A heat wave is ravaging Australia’s economy. Having seen its hottest day in history, (105 degrees Fahrenheit, 40.5 Celsius), the country’s agricultural commodities industry is seeing the impact on cotton crops, and the world is adjusting its expectations of the region’s output accordingly.
The period of intense heat began in late December/early January, and was described by Australian meteorologists as “very unusual,” with each of the first eight days of 2013 ranking among the 20 hottest days on record. Furthermore, eastern Australia (New South Wales and Queensland), where most of the country’s cotton is grown, is experiencing the brunt of the intense weather. Because of this, USDA has adjusted its world crop estimates, reporting an approximate 27% drop to 4.0m bales, with sowings depressed by lower prices.

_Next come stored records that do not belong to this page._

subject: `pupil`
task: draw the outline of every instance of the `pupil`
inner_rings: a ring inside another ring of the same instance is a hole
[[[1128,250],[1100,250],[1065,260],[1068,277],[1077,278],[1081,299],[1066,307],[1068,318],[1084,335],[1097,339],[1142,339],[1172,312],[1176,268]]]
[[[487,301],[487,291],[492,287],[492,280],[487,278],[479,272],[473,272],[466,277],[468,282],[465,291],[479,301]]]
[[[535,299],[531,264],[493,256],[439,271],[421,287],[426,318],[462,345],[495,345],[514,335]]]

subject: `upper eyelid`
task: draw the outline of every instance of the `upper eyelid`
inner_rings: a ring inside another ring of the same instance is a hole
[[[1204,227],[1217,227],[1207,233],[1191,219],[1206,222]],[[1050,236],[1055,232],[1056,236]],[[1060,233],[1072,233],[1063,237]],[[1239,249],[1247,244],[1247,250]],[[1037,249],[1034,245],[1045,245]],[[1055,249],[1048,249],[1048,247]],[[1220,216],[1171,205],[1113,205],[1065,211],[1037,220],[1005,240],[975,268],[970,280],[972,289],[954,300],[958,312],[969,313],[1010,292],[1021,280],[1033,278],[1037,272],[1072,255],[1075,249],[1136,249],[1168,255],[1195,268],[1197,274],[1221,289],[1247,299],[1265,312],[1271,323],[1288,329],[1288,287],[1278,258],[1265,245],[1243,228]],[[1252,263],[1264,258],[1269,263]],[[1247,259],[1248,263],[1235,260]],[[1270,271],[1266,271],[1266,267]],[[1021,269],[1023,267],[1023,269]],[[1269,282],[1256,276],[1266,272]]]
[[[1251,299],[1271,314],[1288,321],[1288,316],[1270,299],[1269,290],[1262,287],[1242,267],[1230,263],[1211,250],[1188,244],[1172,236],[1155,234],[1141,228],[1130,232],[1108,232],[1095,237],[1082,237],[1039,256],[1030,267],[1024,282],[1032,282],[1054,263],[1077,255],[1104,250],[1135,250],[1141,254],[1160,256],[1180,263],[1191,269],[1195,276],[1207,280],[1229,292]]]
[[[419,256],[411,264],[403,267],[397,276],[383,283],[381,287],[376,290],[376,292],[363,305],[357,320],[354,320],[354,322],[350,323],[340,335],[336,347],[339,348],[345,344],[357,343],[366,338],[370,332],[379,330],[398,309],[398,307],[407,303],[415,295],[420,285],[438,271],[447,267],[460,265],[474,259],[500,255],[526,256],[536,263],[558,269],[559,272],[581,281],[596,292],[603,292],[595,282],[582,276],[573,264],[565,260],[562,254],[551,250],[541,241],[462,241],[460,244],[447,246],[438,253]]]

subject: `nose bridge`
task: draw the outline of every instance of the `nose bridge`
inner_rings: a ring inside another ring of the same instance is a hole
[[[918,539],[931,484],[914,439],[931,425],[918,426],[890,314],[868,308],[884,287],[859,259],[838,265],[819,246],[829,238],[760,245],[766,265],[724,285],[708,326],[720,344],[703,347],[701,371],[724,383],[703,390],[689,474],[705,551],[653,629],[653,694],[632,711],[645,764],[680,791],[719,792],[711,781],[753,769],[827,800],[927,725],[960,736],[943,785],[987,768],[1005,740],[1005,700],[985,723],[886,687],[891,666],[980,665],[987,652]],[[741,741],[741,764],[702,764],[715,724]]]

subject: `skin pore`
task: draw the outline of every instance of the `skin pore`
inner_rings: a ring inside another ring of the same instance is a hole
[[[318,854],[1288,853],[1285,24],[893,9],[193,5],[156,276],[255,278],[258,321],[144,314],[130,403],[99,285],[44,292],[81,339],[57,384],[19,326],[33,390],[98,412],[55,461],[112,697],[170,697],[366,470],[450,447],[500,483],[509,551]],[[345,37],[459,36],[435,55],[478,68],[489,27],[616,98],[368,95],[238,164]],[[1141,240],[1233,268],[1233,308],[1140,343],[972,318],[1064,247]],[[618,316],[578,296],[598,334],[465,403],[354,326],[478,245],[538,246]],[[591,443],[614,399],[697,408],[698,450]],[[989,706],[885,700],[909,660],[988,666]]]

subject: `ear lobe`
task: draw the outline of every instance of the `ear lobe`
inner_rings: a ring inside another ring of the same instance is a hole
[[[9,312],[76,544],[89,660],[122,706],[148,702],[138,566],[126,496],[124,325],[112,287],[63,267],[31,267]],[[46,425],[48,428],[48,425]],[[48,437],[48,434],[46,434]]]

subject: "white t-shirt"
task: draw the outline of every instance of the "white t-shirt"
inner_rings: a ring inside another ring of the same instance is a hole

Nufarm, a Melbourne, Australia-based crop protection company, has announced it expects its full-year results to be lower than anticipated due to the hot, dry weather. Shares in the pesticide maker have dropped by more than 8% due to reduced demand for the company’s product.
“[Weather] has impacted a number of market segments, including relatively high-value segments such as cotton, horticulture and other summer crops,” the company said. It cautioned that its Australia/New Zealand business is expected to be “well down” in the first half of the year and the full year compared to 2012.
The company hopes that autumn rainfall will cause an uptick in product demand in the area, but is counting more on better-than-expected growth in the company’s international operations to balance out the losses in Australia.